Tusk also includes a stdio MCP server:
tusk-mcpIt exposes tools for validation, status, dry-run planning, and migration file creation.
Support Policy
Tusk keeps a wide support floor for teams working on older projects while still treating the current stack as the primary development lane.

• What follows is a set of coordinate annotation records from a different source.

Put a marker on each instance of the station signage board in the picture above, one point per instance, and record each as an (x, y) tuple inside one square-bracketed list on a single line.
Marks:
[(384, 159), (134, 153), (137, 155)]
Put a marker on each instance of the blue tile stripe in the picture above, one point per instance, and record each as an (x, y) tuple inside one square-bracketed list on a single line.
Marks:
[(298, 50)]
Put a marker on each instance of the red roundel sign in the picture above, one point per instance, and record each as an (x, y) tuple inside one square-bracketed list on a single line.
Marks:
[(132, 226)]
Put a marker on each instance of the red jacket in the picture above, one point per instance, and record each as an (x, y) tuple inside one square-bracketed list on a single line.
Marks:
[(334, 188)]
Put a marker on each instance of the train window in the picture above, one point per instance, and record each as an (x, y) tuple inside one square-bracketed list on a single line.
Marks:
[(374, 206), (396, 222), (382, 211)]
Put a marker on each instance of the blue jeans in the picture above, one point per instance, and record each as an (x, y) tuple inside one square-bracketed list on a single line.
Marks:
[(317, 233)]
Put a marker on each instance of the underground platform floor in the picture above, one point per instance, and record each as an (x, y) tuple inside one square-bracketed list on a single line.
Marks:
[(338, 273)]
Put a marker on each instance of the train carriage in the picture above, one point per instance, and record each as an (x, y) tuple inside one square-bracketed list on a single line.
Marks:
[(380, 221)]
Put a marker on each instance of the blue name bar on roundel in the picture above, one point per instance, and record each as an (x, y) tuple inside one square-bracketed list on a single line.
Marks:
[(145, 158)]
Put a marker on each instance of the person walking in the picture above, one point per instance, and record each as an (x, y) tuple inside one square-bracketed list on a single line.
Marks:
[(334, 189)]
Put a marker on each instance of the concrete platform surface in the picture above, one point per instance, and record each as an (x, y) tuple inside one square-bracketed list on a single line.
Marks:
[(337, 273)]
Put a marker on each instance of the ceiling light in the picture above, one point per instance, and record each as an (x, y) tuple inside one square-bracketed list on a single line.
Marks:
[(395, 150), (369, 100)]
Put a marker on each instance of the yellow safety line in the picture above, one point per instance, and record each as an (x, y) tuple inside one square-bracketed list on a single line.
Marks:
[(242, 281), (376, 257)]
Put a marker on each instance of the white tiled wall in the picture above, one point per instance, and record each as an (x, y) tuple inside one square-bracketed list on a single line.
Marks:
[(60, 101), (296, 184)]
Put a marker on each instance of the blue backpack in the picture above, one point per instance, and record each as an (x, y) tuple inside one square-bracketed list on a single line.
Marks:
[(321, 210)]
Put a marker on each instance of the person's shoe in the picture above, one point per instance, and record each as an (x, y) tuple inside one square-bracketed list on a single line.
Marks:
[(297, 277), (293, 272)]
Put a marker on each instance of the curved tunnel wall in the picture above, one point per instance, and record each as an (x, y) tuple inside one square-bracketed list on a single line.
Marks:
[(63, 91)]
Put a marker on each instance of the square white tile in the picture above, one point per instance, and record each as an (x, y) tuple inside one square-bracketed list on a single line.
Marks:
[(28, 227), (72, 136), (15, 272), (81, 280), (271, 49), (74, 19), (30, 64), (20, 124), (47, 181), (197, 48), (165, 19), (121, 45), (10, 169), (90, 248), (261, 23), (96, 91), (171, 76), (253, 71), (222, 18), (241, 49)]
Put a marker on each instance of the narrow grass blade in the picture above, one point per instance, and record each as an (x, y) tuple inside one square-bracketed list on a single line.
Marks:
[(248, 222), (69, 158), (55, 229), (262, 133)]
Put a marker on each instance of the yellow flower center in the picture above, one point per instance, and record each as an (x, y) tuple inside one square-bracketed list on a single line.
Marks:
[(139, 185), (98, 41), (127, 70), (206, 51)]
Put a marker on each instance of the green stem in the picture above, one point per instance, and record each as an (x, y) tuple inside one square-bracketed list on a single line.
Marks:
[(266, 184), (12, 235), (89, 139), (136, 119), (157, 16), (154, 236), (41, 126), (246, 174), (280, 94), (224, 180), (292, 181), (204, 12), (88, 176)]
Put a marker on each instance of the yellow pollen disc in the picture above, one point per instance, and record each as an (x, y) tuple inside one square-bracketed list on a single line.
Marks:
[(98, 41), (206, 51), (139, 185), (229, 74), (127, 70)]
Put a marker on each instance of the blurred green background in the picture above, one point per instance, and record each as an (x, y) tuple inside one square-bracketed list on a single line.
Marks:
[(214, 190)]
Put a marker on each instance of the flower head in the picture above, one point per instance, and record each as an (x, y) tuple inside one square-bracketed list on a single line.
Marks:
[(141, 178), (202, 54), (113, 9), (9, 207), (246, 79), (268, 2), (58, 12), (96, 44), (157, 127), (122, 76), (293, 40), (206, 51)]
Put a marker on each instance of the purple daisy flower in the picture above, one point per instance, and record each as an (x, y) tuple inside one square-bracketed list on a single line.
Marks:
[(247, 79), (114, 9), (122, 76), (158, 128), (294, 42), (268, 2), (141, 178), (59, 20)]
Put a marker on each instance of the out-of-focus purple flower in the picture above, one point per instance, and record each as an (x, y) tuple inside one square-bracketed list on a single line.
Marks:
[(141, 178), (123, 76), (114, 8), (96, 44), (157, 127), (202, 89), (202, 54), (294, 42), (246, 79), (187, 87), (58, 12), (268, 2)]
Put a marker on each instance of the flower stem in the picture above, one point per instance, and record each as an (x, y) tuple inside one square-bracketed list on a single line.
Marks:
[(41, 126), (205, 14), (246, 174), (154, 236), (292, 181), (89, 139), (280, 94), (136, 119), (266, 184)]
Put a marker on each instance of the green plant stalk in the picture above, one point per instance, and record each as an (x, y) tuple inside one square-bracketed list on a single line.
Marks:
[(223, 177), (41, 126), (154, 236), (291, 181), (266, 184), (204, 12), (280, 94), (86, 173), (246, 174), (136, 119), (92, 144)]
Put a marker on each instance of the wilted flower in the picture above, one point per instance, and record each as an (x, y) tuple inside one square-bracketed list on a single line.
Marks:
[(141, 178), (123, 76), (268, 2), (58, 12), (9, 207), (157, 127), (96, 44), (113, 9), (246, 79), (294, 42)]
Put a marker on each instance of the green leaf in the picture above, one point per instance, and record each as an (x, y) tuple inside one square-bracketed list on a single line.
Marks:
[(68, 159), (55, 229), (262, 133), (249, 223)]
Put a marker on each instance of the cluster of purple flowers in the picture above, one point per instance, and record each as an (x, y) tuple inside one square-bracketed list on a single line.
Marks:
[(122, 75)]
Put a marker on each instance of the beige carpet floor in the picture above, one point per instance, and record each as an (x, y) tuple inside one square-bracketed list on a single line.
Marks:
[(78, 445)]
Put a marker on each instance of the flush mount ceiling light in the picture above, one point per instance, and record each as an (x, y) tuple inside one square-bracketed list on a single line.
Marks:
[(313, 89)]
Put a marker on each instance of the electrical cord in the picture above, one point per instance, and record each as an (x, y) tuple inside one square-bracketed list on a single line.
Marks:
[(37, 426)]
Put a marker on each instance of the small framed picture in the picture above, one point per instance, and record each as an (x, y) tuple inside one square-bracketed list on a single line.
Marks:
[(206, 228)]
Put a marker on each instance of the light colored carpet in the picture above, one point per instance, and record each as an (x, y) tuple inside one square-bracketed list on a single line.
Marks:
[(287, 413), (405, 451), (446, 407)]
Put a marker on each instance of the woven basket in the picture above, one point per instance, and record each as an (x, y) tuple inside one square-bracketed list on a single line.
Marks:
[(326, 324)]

- Supported floor: Node.js
18+, Bun1+, PostgreSQL13+ - Recommended stack: Node.js
24, PostgreSQL18 - Required PR CI checks:
Verify (Node 24, PostgreSQL 18)runs the full build and test suiteMinimum Support (Node 18, PostgreSQL 13)runs the packaged smoke test against the oldest supported runtime/database pair
- Scheduled compatibility coverage:
- the
Compatibility Matrixworkflow exercises packaged smoke tests across multiple supported Node.js and PostgreSQL versions
- the
If a supported floor version stops passing CI, it is a regression and should be treated as a bug.